Le ITZY, dopo momenti incerti, tornano più compatte, più affilate. Le coreografie sembrano armi, i testi rivendicazioni. ATEEZ continua la propria saga mitologica, a metà tra fumetto epico e serie Netflix. Kang Daniel sperimenta il registro intimo, mentre Doyoung sfoggia la maturità di un cantautore in pieno controllo.
Ogni ritorno è un manifesto, quasi gli artisti volessero sottolineare il loro ritorno ma mai la loro banalità. Un ritorno che non ha niente a che vedere con l’ultima volta che li abbiamo visti sui nostri schermi. Nel K-pop, dove la caducità è regola, la persistenza è già una rivoluzione. Ma farlo con coerenza, con profondità, è qualcosa che supera le logiche di mercato. È identità che evolve, maturità che prende forma.
Nuove leve nel K‑Pop 2025: sperimentazioni e ansie
Contemporaneamente, il sottobosco pullula. Tra scommesse e visioni, nascono gruppi che guardano oltre i confini geografici e concettuali. HYBE ha presentato un anno fa le Katseye, il progetto che unisce talento globale e produzione K‑Pop, tentando una sintesi culturale che parla fluentemente TikTok e streaming.
Le ILLIT esplorano territori che uniscono bubblegum pop e glitch digitale. La musica si fa liquida, i generi si confondono. Hyperpop, R&B atmosferico, neo-soul evaporato: più che categorie, sensazioni. La nuova generazione, nel 2025, non vuole più ricalcare. È evidente, invece, che voglia riscrivere.

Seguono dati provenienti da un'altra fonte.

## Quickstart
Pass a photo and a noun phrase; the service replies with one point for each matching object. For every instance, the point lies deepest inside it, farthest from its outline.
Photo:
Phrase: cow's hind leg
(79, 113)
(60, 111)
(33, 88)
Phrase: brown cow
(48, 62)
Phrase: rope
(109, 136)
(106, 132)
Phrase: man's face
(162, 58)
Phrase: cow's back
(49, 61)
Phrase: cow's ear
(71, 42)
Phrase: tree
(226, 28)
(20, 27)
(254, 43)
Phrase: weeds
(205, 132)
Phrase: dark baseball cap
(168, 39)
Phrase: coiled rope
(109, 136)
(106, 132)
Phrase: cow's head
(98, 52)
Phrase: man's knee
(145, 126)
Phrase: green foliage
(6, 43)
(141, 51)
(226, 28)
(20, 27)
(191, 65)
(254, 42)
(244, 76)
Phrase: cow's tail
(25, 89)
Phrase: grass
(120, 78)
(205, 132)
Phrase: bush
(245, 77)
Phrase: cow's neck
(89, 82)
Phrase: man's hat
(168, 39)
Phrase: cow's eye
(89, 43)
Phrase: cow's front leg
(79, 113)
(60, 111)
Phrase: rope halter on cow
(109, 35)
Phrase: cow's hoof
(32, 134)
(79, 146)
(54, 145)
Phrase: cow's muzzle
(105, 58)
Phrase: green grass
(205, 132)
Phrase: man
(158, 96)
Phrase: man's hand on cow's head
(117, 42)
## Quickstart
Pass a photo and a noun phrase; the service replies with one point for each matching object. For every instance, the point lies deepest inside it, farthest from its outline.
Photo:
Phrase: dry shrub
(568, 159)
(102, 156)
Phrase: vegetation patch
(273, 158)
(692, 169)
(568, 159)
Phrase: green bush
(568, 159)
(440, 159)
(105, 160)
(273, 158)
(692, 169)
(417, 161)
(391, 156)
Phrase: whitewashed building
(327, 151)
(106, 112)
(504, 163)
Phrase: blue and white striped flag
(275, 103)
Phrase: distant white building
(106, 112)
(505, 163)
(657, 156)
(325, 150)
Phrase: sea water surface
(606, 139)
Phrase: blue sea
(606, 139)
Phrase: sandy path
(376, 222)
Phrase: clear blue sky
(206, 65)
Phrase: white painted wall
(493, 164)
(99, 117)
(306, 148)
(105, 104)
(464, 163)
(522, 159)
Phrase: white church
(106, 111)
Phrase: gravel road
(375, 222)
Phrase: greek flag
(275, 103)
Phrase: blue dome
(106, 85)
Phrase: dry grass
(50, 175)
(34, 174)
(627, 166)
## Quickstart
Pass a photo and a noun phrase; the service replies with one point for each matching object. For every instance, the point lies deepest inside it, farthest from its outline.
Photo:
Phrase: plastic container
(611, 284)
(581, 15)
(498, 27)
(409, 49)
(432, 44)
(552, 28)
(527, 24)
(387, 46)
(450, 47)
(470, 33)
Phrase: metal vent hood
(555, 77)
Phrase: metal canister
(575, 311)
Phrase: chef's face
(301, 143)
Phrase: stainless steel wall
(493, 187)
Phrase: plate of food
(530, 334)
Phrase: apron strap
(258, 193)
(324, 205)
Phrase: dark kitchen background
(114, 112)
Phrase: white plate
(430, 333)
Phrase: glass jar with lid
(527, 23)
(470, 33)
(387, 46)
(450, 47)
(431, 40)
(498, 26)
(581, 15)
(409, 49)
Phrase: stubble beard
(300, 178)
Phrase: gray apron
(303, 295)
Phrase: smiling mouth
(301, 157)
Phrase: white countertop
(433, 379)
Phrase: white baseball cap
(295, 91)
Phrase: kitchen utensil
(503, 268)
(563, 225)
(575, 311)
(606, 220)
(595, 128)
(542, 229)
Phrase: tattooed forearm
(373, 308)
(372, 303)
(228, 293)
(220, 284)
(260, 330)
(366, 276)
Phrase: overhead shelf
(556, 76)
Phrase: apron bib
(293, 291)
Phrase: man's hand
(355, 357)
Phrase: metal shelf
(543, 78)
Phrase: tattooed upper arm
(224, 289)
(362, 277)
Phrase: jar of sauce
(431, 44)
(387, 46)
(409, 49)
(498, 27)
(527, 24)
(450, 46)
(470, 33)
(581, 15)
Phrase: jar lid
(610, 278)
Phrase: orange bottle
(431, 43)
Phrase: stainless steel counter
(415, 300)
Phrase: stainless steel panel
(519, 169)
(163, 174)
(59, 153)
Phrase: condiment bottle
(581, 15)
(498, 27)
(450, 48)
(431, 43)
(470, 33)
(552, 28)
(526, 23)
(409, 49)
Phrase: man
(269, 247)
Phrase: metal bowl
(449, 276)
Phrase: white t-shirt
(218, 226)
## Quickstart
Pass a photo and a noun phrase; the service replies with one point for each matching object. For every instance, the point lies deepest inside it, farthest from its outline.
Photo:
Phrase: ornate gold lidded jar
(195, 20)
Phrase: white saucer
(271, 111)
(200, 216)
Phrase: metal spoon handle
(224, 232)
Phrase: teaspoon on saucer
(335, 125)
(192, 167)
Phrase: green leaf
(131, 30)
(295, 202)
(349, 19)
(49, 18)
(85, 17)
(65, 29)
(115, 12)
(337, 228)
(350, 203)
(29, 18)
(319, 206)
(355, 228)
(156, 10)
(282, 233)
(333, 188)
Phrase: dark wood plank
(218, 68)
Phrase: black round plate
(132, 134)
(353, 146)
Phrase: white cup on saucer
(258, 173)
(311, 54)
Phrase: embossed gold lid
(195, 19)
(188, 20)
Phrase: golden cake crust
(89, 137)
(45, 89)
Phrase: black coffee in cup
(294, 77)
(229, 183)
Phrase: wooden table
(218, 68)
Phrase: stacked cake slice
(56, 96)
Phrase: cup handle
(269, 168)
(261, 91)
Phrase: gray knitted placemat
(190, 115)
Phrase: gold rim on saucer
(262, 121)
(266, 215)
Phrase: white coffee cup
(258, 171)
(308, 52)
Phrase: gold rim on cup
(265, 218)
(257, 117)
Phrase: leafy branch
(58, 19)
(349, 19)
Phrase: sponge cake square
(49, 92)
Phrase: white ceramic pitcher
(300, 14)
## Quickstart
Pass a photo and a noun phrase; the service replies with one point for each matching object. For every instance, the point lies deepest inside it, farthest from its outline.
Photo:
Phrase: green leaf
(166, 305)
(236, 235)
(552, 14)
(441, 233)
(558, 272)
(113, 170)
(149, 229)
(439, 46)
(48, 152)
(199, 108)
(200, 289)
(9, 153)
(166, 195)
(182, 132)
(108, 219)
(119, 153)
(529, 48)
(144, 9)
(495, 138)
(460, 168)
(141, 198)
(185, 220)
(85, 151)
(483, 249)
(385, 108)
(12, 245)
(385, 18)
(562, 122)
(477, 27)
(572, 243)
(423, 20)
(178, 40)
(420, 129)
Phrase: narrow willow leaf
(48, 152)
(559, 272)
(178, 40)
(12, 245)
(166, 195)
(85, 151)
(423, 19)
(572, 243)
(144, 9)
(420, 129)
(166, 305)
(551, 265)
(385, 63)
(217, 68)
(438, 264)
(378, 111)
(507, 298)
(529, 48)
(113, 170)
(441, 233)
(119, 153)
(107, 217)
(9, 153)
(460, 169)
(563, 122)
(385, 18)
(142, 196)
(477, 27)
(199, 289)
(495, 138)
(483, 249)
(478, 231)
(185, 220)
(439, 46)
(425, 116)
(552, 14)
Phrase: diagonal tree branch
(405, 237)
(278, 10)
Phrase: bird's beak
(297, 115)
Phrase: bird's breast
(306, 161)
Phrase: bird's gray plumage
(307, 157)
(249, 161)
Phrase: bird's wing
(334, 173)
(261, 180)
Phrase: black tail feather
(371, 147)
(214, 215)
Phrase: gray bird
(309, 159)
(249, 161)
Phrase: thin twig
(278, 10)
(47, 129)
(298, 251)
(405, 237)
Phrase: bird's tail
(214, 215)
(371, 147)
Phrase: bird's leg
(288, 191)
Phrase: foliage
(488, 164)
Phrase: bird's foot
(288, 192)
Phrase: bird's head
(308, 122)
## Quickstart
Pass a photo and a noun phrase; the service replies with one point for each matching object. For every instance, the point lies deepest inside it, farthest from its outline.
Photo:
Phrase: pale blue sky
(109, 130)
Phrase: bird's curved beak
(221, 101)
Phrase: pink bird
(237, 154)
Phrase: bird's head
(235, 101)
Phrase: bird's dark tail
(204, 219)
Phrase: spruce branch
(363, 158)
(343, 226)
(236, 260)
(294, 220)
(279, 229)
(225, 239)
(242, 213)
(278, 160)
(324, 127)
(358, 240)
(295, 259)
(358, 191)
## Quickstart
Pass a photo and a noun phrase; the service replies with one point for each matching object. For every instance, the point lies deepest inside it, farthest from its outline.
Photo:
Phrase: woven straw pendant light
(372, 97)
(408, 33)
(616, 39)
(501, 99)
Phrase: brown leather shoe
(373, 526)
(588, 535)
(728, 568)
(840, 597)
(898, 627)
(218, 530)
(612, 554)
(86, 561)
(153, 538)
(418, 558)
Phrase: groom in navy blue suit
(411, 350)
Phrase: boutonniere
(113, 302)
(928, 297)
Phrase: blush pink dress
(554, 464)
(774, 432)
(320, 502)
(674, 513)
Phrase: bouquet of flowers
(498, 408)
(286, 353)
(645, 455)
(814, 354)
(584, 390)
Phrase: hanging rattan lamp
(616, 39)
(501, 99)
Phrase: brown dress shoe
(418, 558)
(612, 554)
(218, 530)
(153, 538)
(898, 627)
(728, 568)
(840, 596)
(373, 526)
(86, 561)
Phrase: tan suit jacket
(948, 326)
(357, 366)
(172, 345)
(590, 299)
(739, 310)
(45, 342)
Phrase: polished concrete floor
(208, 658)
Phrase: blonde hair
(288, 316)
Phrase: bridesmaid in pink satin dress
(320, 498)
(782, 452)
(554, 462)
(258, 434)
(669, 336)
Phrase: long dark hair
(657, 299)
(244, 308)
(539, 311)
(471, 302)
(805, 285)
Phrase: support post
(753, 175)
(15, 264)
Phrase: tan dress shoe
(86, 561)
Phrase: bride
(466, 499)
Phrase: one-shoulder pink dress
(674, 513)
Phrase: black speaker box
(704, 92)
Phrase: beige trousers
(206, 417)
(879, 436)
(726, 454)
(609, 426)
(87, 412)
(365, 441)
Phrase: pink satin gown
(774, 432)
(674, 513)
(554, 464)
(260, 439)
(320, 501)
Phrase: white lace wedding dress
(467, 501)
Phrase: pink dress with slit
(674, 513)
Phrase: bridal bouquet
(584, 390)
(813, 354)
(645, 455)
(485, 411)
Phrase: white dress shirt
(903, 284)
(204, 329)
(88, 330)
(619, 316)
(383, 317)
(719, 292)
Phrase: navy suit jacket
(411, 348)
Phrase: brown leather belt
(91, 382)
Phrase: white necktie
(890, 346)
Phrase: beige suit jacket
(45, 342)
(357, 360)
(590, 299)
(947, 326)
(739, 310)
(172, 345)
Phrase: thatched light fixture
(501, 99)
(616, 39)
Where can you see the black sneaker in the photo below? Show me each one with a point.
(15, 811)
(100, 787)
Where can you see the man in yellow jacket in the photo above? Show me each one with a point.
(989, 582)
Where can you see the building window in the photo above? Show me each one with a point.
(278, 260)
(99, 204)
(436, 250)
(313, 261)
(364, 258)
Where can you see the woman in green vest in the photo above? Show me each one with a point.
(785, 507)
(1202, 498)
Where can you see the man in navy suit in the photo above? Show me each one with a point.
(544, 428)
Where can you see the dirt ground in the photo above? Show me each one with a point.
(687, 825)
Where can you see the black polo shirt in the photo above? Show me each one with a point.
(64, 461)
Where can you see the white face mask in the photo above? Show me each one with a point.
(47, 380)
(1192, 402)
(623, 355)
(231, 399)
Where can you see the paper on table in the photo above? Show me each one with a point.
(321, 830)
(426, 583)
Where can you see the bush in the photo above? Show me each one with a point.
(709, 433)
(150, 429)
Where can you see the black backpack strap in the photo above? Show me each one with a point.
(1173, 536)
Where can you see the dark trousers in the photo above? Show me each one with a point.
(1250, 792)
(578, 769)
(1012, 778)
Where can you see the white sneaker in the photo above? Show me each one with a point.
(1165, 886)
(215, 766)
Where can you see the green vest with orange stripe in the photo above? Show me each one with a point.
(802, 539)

Ma in un’industria che brucia tutto in tempi record, riusciranno a reggere il ritmo? Potranno permettersi il lusso del dubbio, o saranno costretti all’efficienza perpetua?
Tra gloria e burn-out
Il K-pop ha conquistato il mondo. Ma cosa succede quando il mondo non basta più? Quando il palco smette di essere sogno e diventa dovere? Quando il successo pesa più del silenzio?
Gli ENHYPEN non stanno fuggendo. Non ancora. Ma con i loro sguardi e la loro musica ci suggeriscono che il tempo non si può ignorare. Che anche il desiderio ha bisogno di tregua. Che non c’è nulla di più umano che sentire di voler tornare a casa.
Forse l’estate 2025 verrà ricordata per i suoi grandi ritorni. Ma forse, in controluce, anche per aver sollevato la domanda più difficile: cosa vuol dire davvero restare, quando tutto intorno corre?